We compare RDX to a variety of XAI methods (e.g., NMF, KMeans, PCA, and SAEs ) throughout the work (e.g., see Fig. 3). They are popular [A, B] both in practical applications and as the basis of recent research [D, E]. Following the suggestion from mmBM, we include comparisons to an additional explanation method (NLMCD) [C], designed for comparing representations specifically, and observe that our method outperforms it on the BSR metric. We test NLMCD on our unaligned representational comparisons for ImageNet and iNaturalist (Fig. 3B, Unaligned). The results are presented below.
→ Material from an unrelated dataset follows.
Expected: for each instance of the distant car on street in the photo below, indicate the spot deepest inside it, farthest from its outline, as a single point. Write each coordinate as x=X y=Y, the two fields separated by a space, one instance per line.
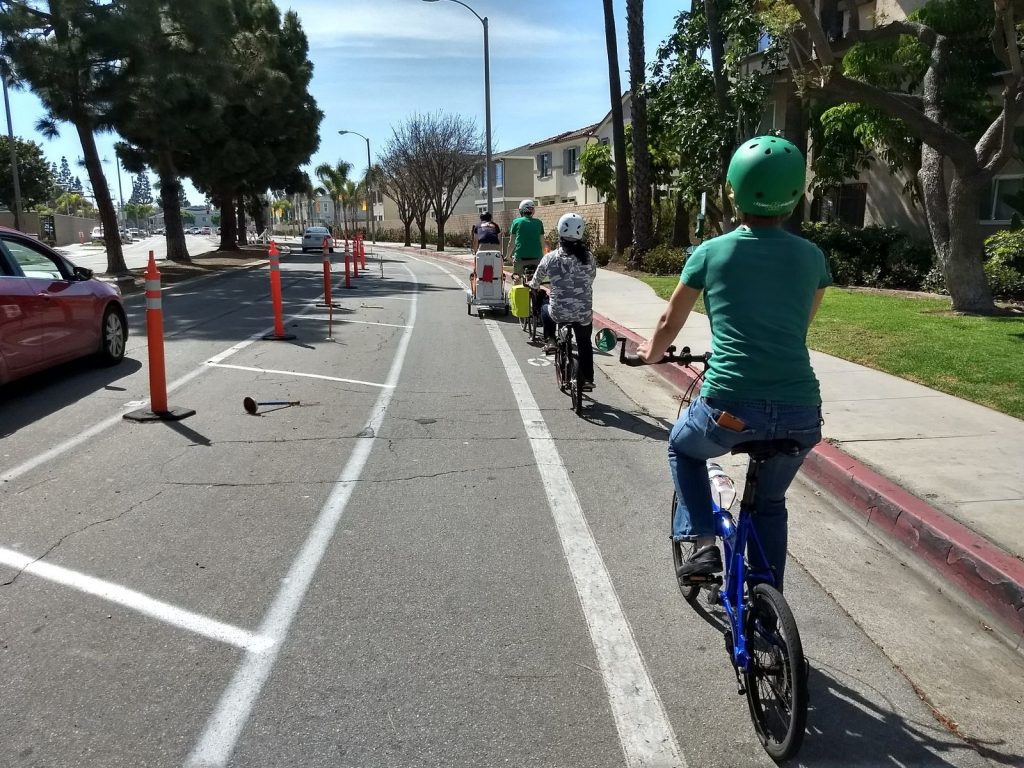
x=52 y=311
x=312 y=239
[A] Fel, et al. "Craft: Concept recursive activation factorization for explainability." CVPR 2023
[B] Cunningham, et al. "Sparse autoencoders find highly interpretable features in language models." arXiv:2309.08600 2023
[C] Vielhaben, et al. "Beyond scalars: Concept-based alignment analysis in vision transformers." arXiv:2412.06639 2024
[D] Bussmann, Bart, Patrick Leask, and Neel Nanda. "Batchtopk sparse autoencoders." arXiv preprint arXiv:2412.06410 2024)
[E] Gao, Leo, et al. "Scaling and evaluating sparse autoencoders." arXiv preprint arXiv:2406.04093 2024

(HVHo-3) Analysis is largely visual, is there numerical evaluation?
In our opinion, the most effective way of explaining the behavior of interpretability methods for vision models to humans is via visual examples. Thus, we have used visual examples throughout the paper to demonstrate our results to the reader. However, we also report comparisons to existing methods using quantitative metrics. The primary goal of our work is to develop a method that can compare two models and reveal the concepts unique to each one. We measure this quantitatively using the Binary Success Rate (BSR) metric, described in Sec. 3.5. The results of this metric are presented in Fig. 3, in which we compare several methods on comparing models on multiple datasets. Ablation experiments can be found in Table A3. Additionally, following the suggestion from reviewer jwKi, we have included new quantitative metrics from [F] and find that RDX performs well under these metrics as well. The table and analysis is available in the response jwKi-1.

[F] Dreyer, et al. "Mechanistic understanding and validation of large AI models with SemanticLens." arXiv:2501.05398 2025

(HVHo-4) Tables are placed in the appendix making it hard to follow due to reliance on notation.
Thanks for the suggestion. We will polish the notation and clearly point to the additional results in the appendix.